For the thousands who blew their hard-earned cash on Beanie Babies, the small teddy bear-like animals stuffed with “beans” and labeled with a heart-shaped “TY,” the only thing their investment ever got them was a healthy dose of shame and regret.
One couple in Great Britain reportedly hopes their flea market find may turn into a down payment for a house, but a leading collector group is dismissing the possibility, and has in fact issued a fraud alert.
Leah Rogers and Ryan Flanagan were selling a range of toys in Bude, Cornwall when they noticed a particular purple bear at a nearby seller’s stall, the Daily Mail reported.
Flanagan, 22, used to collect the bears and recognized that it was the limited edition Princess Diana Beanie Baby.
The bears were first released in 1997 to raise money for the Princess of Wales Memorial Trust after the former future queen died in a tragic paparazzi-fueled car accident in Paris.
Certain markers indicate that a Princess Di bear is not a first edition, like an extra space in the poem or a stamp inside the tag.
The couple paid just £10 ($15) for the toy, but when they checked eBay, they found a listing for £62,500 ($93,406) for the rare version they say they have.
They now have their own listing on eBay with a starting bid of £20,000 ($29,890).
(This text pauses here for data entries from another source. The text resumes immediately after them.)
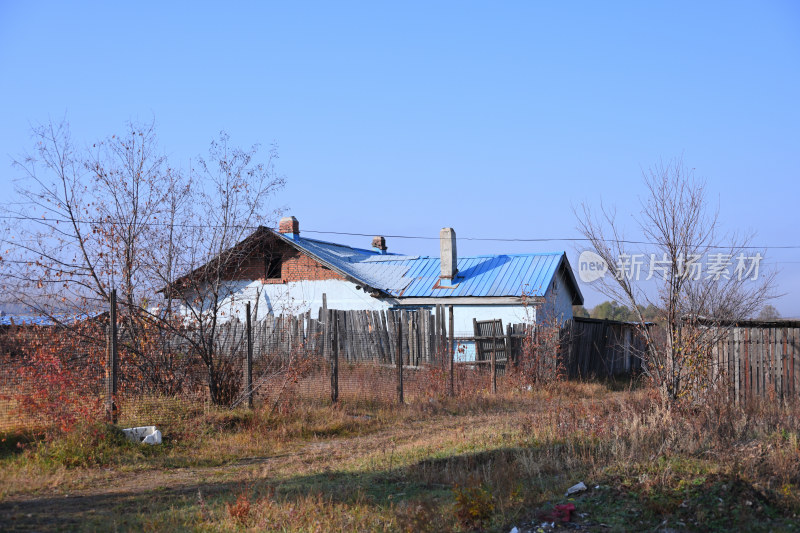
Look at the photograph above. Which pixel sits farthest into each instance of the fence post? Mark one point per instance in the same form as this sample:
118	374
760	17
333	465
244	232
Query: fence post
399	359
248	368
451	350
333	320
112	360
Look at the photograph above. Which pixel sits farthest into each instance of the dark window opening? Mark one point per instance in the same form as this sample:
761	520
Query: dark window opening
273	263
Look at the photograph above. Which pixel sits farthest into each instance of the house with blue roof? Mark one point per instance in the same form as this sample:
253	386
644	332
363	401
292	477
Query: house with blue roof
286	273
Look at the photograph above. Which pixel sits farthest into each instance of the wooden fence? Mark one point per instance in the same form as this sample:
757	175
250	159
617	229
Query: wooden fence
601	348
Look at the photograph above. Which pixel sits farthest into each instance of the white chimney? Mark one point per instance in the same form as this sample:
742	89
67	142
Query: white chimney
447	242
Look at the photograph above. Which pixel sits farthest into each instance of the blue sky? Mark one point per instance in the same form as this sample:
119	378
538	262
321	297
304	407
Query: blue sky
399	119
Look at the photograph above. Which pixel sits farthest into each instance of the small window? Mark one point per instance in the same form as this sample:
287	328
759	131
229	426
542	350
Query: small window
273	263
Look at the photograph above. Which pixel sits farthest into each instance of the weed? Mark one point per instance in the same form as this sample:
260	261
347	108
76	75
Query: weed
475	505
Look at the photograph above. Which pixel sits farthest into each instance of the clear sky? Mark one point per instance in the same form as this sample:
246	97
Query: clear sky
494	118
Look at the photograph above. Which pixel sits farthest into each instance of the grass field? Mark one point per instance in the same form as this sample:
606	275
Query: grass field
466	464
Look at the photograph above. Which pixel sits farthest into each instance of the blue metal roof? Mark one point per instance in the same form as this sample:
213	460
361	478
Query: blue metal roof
418	277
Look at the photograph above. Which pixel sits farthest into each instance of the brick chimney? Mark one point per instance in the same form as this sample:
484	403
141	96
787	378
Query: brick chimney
289	225
379	243
449	257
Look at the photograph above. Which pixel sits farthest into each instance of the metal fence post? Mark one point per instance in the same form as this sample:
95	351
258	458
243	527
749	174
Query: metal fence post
248	368
493	361
112	360
451	350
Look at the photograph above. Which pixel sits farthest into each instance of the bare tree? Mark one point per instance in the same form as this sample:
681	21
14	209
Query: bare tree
697	304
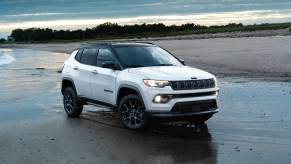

The couple is hoping to turn their special find into a down payment for a house, the Mail reports. But there have been no bids yet, and their good fortune may be much ado about nothing.
Listing price and value are hardly connected, especially on auction sites such as eBay. While they have the limited edition bear, Tycollector.com has issued a fraud alert warning consumers that their Diana bear isn’t worth much at all, regardless of production run.
The company that produced Beanie Babies made more than $6 billion from the craze, which ended around 1999.
Although collectors believed that certain Beanie Babies would eventually increase in value, including the ones shaped like bears or “retired” designs, their investments rarely paid off.